2. While EA at ST36 in AS model mice can upregulate TRPV1 expression and stimulate related molecular pathways, this paper is simply descriptive with no connection between these changes and the behavior of AS model. This is significant shortcoming. The behavior tasks of EA treatment in AS/KO mice can be conducted to test whether EA could improve behavior of AS/KO mice. If TRPV1 knockout ameliorates the depression behavior, the conclusion ‘EA at ST36 via its action on TRPV1 and related molecular pathways’ can be obtained.

 

Minor:

1. In 4.4.2 Depression Behavioral Examination, duration of observation in FST should be mentioned.
2. There is one more space in last line on page 5.

Author Response

Please see the attachment

Author Response File: Author Response.pdf

Round 2

Reviewer 2 Report

The authors have addressed the first major concern in my comments. As for the second, I reserve my opinion.

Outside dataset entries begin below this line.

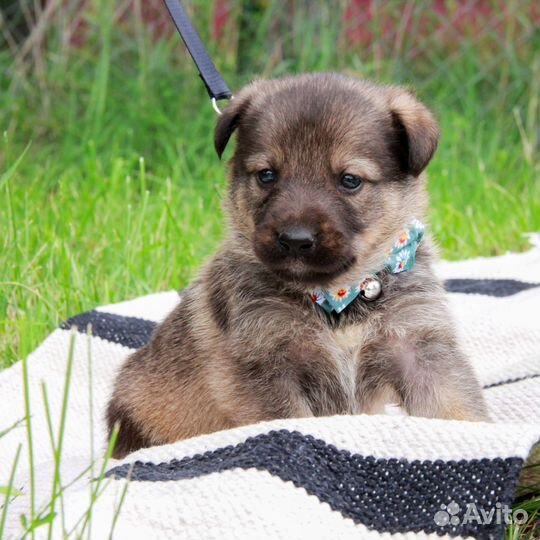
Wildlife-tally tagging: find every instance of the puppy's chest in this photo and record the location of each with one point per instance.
(346, 345)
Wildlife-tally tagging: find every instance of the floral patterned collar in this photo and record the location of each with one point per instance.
(401, 258)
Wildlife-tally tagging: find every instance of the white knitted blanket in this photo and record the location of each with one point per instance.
(319, 478)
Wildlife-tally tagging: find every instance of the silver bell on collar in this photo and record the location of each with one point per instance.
(370, 289)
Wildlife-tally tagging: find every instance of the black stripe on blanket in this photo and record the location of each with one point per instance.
(488, 287)
(388, 495)
(131, 332)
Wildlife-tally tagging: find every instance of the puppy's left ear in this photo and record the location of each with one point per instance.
(416, 128)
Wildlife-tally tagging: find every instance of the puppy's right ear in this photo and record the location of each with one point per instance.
(231, 116)
(228, 121)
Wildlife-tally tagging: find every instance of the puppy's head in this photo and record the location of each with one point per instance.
(326, 172)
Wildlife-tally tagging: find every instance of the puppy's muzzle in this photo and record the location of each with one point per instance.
(296, 241)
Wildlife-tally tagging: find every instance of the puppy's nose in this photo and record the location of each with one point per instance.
(296, 241)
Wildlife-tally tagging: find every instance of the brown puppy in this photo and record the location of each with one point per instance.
(327, 173)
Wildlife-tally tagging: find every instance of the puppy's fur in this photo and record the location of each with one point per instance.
(247, 343)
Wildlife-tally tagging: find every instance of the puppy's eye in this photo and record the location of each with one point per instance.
(350, 182)
(267, 177)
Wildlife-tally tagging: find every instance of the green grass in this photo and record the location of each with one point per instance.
(119, 192)
(110, 187)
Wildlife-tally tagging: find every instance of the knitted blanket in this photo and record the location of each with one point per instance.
(318, 478)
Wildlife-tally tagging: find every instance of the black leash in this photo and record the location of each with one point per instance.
(215, 85)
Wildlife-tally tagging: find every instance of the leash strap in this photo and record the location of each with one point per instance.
(215, 85)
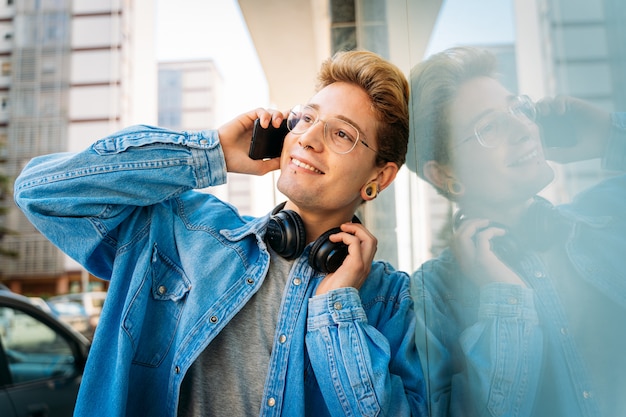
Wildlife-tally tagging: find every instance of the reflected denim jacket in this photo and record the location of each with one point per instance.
(182, 263)
(484, 349)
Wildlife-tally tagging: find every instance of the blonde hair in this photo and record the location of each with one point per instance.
(388, 89)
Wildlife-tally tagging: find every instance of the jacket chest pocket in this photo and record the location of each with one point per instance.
(154, 314)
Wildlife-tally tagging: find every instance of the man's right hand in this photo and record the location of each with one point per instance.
(235, 137)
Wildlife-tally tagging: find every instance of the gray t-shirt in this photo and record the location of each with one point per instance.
(228, 377)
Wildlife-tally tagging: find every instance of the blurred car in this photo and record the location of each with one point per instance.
(73, 314)
(41, 360)
(91, 302)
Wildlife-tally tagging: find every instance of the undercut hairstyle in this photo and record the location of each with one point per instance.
(388, 90)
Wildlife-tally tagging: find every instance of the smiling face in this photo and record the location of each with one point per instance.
(511, 171)
(315, 178)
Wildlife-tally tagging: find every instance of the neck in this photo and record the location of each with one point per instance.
(317, 220)
(506, 213)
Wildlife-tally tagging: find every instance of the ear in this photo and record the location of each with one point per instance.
(384, 176)
(437, 174)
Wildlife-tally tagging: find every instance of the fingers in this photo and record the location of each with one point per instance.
(235, 137)
(356, 267)
(266, 117)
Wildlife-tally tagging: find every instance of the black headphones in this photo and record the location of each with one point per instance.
(286, 235)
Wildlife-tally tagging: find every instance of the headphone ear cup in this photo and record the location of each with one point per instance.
(285, 234)
(327, 256)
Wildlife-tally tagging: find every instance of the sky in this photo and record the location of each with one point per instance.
(214, 29)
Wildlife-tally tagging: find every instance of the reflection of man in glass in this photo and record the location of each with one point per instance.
(523, 315)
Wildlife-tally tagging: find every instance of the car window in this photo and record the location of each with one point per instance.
(33, 350)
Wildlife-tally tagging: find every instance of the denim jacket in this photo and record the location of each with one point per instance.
(182, 263)
(486, 351)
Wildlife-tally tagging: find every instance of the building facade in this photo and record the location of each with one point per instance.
(72, 71)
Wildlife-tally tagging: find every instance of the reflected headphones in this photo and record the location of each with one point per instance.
(286, 236)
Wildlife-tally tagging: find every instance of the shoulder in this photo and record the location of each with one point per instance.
(385, 283)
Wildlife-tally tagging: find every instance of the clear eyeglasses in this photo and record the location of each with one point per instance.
(340, 136)
(490, 130)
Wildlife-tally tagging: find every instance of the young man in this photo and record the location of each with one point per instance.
(203, 315)
(523, 315)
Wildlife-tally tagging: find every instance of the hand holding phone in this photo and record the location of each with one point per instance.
(267, 143)
(557, 131)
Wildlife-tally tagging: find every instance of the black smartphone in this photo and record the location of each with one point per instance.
(557, 131)
(267, 142)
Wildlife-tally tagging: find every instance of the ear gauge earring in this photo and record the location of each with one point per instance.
(454, 187)
(371, 190)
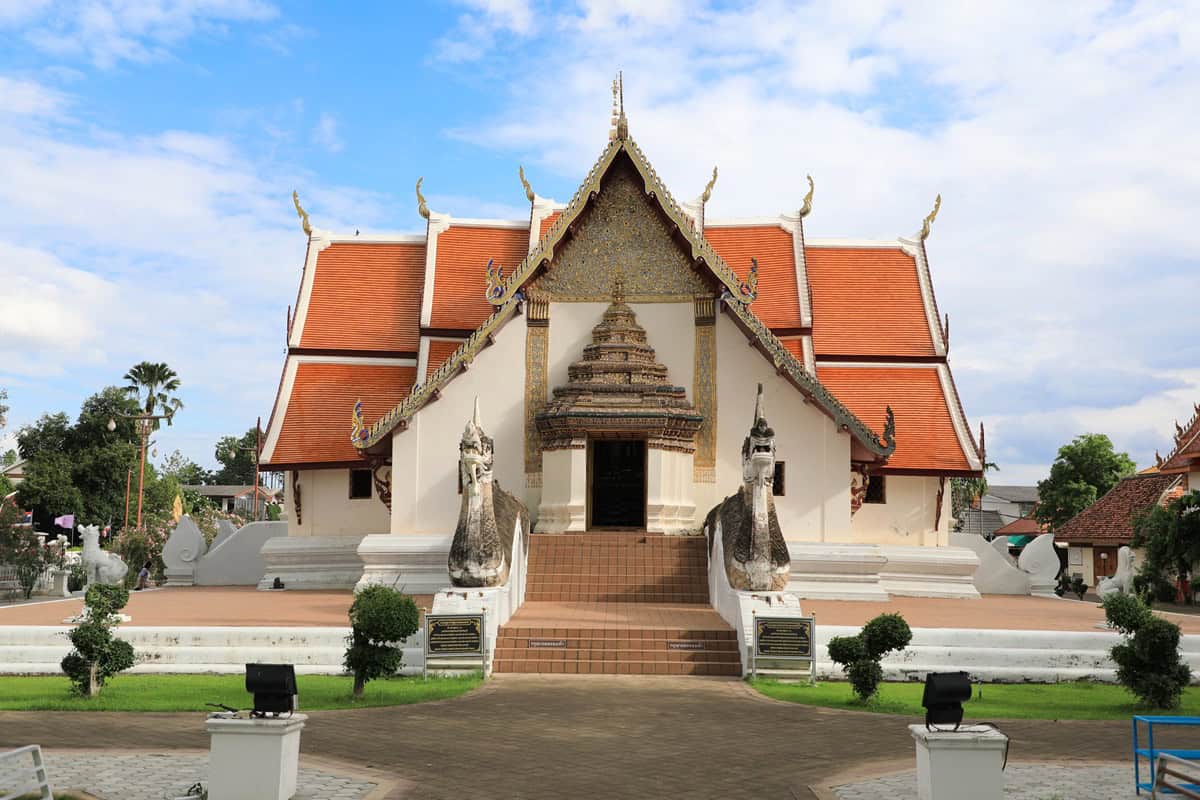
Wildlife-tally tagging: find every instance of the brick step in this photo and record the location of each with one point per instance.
(619, 633)
(689, 599)
(618, 667)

In response from authors, ‘In summary, information suggests that pathologies can be improved by TRPV1 functional reduction which attenuates the pain mechanisms, in the form of TRPV1 gene deletion or TRPV1 antagonists’.

This statement contradicts the results shown in Fig.2-6 that EA upregulated the expression of TRPV1 in AS+EA group. Why there is no significant difference between AS and AS+KO group in Fig.1, if TRPV1 functional reduction improve the pathologies.

Author Response

Thank you for your comment.

With regards to the specific reduction of TRPV1 in improving pathological responses, this decrease specifically would refer to the attenuation of only pathological nociceptive responses as supported by the aforementioned literature. However, the AS model used in our study depictes states of comorbidity that feature both hyperalgeasia and psychological abnormalities with specificity to depression. To this end, our paper indicates that TRPV1 is an important underlying pathological influencer in the acquisition and expression of CPDC. Moreover, EA ameliorates this condition through its interaction with the TRPV1 channel and related molecules. With respect to the question raised regarding Figure 1 and the lack of effect observed in the TRPV1 KO channel in behavioural examinations, the discussion reflects that the action of TRPV1 is not singular in CPDC, which would suggest other potential targets that could be explored in future studies. Furthermore, we observe that TRPV1 does not necessarily respond to all behaviours. Several receptors/ion channels such as ASIC3 or voltage gated sodium channels were also reported involving in this model.

Round 3

Reviewer 2 Report

Thank you for your response. I hope you get more stronger evidences to support your conclusion. 

Author Response

We revised the conclusion section "In conclusion, we determined significant differences in the pain and depression behaviours in AS-induced CPDC mice. We conclude that AS-induced CPDC directly influences the acquisition and expression of TRPV1, pmTOR, Nav1.7, Nav1.8, pPI3K, NMDAR1, pPKCε, pAkt, TrkB, pNFκB, GABAAα1, pPKAIIα, pCREB and pERK in the cerebellum via either Western blot or Immunofluorescence evidences." (Page 12, highlighted in yellow.)